Les résultats du premier tour des élections législatives égyptiennes n'avaient pas encore été publiés, lundi 29 novembre, que l'issue du scrutin qui s'est tenu dimanche dans un climat de fraude et de violence ne faisait guère de doute : les Frères musulmans se voyaient pratiquement éliminés du Parlement égyptien.

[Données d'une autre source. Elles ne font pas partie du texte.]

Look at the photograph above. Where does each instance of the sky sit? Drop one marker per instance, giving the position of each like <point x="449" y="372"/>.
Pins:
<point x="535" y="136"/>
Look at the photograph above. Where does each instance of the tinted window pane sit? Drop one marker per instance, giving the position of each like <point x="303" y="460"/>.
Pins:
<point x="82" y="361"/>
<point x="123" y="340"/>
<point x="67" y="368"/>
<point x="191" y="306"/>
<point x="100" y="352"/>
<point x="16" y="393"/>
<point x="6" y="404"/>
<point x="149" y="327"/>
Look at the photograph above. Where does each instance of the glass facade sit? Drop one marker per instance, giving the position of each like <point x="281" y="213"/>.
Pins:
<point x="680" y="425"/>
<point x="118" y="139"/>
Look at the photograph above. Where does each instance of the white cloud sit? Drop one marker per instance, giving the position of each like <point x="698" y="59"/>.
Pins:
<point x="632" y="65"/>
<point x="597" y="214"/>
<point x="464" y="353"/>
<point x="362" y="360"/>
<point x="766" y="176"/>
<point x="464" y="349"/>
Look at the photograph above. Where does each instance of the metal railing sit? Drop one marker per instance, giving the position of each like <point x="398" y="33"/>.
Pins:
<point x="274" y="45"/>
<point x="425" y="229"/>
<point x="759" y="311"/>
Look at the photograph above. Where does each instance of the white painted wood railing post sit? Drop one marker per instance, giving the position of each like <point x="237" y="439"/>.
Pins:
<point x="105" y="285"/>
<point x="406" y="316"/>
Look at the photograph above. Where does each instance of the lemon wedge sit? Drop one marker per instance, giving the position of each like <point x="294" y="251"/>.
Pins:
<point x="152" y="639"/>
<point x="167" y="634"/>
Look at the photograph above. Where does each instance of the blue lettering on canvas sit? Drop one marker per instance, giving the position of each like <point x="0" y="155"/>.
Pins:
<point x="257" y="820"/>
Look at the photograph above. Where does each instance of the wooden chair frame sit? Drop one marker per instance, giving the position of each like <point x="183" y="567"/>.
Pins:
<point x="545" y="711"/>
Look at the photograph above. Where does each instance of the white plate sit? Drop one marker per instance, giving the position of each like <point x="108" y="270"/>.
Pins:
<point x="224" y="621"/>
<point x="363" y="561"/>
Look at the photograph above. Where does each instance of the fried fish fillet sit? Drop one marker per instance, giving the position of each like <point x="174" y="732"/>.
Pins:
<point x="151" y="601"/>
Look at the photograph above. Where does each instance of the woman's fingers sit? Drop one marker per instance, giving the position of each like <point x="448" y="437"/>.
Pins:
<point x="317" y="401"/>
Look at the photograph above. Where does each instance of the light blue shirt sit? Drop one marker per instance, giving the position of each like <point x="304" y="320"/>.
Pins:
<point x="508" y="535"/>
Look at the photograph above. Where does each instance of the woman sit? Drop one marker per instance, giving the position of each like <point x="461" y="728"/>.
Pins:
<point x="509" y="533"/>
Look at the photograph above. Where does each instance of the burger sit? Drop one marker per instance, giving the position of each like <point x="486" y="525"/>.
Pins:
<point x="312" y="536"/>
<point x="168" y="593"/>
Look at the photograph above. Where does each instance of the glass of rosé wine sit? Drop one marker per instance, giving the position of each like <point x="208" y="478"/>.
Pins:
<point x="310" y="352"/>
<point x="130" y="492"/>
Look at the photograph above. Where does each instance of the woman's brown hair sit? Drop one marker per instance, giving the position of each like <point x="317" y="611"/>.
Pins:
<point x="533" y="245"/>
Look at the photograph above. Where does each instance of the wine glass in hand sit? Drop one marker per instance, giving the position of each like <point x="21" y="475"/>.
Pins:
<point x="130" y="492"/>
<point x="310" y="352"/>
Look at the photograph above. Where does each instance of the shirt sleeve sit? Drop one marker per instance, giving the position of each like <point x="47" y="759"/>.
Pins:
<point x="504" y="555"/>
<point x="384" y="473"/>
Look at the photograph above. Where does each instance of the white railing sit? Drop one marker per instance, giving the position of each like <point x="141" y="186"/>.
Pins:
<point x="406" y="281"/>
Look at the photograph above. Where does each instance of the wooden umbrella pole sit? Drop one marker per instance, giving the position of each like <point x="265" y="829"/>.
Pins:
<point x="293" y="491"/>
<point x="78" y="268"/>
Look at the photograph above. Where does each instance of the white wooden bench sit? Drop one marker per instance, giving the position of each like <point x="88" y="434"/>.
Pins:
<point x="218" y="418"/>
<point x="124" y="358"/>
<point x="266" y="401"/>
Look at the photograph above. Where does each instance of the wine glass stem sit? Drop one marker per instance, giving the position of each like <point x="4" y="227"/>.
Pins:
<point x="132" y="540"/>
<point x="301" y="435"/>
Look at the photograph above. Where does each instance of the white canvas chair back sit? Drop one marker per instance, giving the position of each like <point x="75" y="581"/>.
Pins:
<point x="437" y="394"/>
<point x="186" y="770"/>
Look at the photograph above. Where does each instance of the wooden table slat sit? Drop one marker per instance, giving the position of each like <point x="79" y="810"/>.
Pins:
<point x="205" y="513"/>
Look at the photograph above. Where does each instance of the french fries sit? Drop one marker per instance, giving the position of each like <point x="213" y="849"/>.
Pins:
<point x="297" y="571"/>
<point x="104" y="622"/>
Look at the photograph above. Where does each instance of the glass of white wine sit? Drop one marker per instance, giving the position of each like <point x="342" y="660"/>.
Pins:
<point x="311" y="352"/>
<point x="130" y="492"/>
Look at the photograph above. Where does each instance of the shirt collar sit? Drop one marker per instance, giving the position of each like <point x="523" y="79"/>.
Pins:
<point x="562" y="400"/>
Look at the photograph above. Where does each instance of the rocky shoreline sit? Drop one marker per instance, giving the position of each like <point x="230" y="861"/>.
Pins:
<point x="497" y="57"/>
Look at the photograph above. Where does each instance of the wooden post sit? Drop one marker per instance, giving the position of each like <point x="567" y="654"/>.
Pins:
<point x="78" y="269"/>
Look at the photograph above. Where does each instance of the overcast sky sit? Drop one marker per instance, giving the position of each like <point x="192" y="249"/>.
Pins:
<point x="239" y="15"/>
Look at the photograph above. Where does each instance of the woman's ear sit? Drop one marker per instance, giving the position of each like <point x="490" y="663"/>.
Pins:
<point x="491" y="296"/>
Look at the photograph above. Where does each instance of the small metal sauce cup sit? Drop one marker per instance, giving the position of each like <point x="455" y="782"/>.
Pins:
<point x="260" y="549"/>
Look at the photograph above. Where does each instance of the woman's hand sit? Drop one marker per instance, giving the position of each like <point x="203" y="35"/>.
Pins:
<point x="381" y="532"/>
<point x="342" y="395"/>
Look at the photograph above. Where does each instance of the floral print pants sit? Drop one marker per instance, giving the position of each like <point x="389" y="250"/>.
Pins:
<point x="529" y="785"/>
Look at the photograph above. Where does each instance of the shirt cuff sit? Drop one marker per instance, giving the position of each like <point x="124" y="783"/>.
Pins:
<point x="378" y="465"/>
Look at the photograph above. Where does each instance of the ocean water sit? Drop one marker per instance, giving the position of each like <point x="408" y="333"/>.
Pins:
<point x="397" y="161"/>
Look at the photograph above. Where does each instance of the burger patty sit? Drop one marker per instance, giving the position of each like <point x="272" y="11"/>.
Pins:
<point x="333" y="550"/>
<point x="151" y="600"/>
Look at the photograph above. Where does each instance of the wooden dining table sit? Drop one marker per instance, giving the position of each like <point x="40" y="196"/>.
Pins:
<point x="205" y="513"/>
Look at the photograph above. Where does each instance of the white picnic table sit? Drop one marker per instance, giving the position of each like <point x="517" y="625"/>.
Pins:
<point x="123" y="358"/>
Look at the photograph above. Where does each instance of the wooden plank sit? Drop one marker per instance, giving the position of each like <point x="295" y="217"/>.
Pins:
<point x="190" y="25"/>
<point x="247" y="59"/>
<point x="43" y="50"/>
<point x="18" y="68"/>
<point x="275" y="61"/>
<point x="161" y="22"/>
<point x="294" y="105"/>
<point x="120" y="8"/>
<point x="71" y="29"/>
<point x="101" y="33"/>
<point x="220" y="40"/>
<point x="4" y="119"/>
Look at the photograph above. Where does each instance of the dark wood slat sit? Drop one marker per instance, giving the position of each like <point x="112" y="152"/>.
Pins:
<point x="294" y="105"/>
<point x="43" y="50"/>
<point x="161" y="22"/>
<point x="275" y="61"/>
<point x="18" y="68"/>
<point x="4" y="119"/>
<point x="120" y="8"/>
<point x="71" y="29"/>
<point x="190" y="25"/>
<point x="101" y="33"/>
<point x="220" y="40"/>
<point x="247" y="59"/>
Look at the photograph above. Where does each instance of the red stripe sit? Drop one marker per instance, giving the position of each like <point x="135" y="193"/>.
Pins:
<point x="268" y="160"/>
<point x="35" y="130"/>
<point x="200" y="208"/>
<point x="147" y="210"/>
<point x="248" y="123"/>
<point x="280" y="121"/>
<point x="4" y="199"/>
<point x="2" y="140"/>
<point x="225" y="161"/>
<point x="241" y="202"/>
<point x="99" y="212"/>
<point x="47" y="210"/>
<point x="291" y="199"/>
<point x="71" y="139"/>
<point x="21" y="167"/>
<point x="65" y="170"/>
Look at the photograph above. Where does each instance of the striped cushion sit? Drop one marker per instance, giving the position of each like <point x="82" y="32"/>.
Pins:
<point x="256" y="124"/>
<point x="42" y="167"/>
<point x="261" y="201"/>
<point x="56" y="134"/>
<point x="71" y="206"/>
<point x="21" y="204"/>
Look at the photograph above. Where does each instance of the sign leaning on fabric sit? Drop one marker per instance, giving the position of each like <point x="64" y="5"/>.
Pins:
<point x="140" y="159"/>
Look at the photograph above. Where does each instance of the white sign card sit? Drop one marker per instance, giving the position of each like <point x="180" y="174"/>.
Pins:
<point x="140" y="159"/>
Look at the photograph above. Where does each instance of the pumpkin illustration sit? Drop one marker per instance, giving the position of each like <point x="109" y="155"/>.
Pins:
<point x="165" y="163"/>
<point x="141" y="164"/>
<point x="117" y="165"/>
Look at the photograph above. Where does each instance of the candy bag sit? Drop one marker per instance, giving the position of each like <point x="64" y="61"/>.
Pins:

La confrérie, théoriquement interdite par le pouvoir mais tolérée dans les faits, détenait jusqu'à présent un cinquième des sièges dans l'ancienne chambre basse du Parlement et, sous l'étiquette "indépendants", constituait la première force d'opposition au gouvernement du président
Hosni Moubarak, avec quatre-vingt-huit élus. Si les résultats officiels du premier tour du scrutin ne sont pas attendus avant mardi, Saad al-Katatni, chef de file des élus islamistes de l'assemblée sortante, a indiqué lundi qu'aucun des cent trente candidats présentés par les Frères musulmans n'avait décroché l'un des cinq cent huit sièges de député en jeu à l'issue du premier tour. Et seule une poignée d'entre eux pourra briguer les suffrages des électeurs lors du second tour prévu le 5 décembre.
"Il y a eu des trucages et nous avons déposé un recours contre les procédures de vote", a indiqué M. Katatni, qui n'a pas conservé son siège de député à Minah, au sud du Caire, un mandat qu'il avait remporté en 2005 avec trente cinq mille voix, contre douze mille pour son principal rival.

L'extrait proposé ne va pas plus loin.